Picture series will be found only in the printed volumes. This year ten illustrations should reveal the subjectivity of our world views as well as some cosmologies which have in the meantime become foreign to us. At the beginning stands a three-part depiction of the world in a format attributed to Isidore of Seville but which derives from a pre-Christian tradition that subsequently has often been reproduced. There follow world views from various observational perspectives, sacred visions of the cosmos from America and Europe, documents proudly setting out the measurement of the world from the high age of colonialism. The series of illustrations ends with an example of contemporary political cartography. All these pictures reveal to us that the world does not have a single centre, but many. It ought to be a particularly important objective of historical research to reflect on the relativity of our world views. The introductory contribution, which is devoted to »European legal history« and global perspectives on the legal history of Europe, is in no small measure addressed to this question. It also contains a rather more extensive analysis of the concept of »European legal history« advanced by Helmut Coing, the first director of the Institute and founder of the review Ius Commune, who would have celebrated his 100th birthday this year. It is hoped it may be treated as an impulse to a new debate on how we can write a satisfactory contemporary legal history of Europe as a global region.

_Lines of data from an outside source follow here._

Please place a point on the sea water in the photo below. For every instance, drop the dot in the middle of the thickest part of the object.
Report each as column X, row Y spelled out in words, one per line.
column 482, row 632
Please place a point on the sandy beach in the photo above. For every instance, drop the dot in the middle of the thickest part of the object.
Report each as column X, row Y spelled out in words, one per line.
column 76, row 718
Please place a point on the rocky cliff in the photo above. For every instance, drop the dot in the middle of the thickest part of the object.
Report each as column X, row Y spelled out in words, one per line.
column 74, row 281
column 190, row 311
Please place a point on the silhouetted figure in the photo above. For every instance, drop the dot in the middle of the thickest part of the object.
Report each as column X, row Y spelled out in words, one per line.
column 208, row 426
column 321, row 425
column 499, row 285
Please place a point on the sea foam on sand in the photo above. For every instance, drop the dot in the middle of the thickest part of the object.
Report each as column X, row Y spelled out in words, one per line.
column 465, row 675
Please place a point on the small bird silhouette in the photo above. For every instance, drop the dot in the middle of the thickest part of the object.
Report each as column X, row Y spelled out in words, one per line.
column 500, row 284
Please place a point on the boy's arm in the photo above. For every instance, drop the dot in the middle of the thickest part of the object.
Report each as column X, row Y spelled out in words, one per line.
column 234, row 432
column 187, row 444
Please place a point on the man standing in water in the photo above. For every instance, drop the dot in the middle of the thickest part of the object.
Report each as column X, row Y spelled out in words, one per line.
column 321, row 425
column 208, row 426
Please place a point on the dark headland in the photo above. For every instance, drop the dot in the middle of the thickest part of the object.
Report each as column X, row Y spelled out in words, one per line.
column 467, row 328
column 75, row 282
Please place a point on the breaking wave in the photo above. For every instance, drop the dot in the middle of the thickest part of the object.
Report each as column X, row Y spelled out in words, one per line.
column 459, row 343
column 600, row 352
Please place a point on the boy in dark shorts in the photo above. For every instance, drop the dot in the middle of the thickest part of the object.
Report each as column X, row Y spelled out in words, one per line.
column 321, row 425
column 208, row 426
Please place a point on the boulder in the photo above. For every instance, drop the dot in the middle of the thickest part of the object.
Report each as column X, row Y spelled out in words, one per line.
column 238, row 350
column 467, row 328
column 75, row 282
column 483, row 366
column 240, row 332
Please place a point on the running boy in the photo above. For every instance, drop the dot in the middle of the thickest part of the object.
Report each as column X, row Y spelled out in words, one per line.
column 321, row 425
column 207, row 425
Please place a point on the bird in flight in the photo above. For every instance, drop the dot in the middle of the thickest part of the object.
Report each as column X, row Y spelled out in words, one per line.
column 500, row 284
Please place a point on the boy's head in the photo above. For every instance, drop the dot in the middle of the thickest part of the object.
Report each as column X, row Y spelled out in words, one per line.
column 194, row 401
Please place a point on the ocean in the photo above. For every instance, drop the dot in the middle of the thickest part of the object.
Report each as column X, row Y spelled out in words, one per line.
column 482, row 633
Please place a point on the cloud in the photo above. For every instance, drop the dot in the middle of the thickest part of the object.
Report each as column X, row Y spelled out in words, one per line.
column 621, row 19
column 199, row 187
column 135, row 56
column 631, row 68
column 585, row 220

The contributions to the Research section demonstrate in various ways the interconnection of legal histories both within and outside of Europe. Through his assessment of the research project on the legal history of South East Europe, carried out within the parameters of the Centre of Excellence for the Construction of Normative Orders, Michael Stolleis thereby also provides a short administrative history of the region. George Rodrigo Bandeira Galindo develops his thoughts on the relationship between theory and history through the example of the historiography of international law which has been set in motion by the critical impulses emerging from post-colonial studies. Jakob Fortunat Stagl leads us deep into the legal history of the British Empire as colonial power. On the basis of very different subjects – the early modern Catholic missions and their texts, and the translation of German legal literature and its influence on positive criminal law at the beginning of the 20th century – the contributions from Michael Sievernich and Daniel Cesano demonstrate the importance of the process of translation for legal history. Their articles, as also the works published in the Focus section, can be read as a demonstration that a clear distinction between European and Latin American legal history is hardly possible, and that in its place there must emerge a different perspective which does not rest on a geographical foundation. The same can be said Probati auctores, has described an early modern practice which is remarkable in its historical context. With the answer of the lawyer-Pope Benedict XIV to the Archbishop of Santo Domingo of 1774 which he discusses, he simultaneously provides a further example, sharing many points in common with the text of Michael Sievernich, of the attempts made by the world Church to keep the claims of universality and processes of local application in balance within a universally conceived legal system.

In this year’s Focus, which is devoted to »Models of social private law in Latin America and Europe in the first half of the 20th century«, we are publishing some contributions to a research project which addresses the forms of exchange between Latin America and Europe within the history of private law.

In Forum, which should henceforth alternate with real Debates, we have opened up the question of the new perspectives which the recently opened Vatican Archives hold out for global research addressed particularly to questions of normativity. The response to the invitation conceived by Benedetta Albani was very great, and we were able to take account of the major part of the contributions offered, thus covering a wide thematic and chronological spectrum.

Finally, in Critique, we try, as before, to assemble outspoken reviews on current legal-historical publications.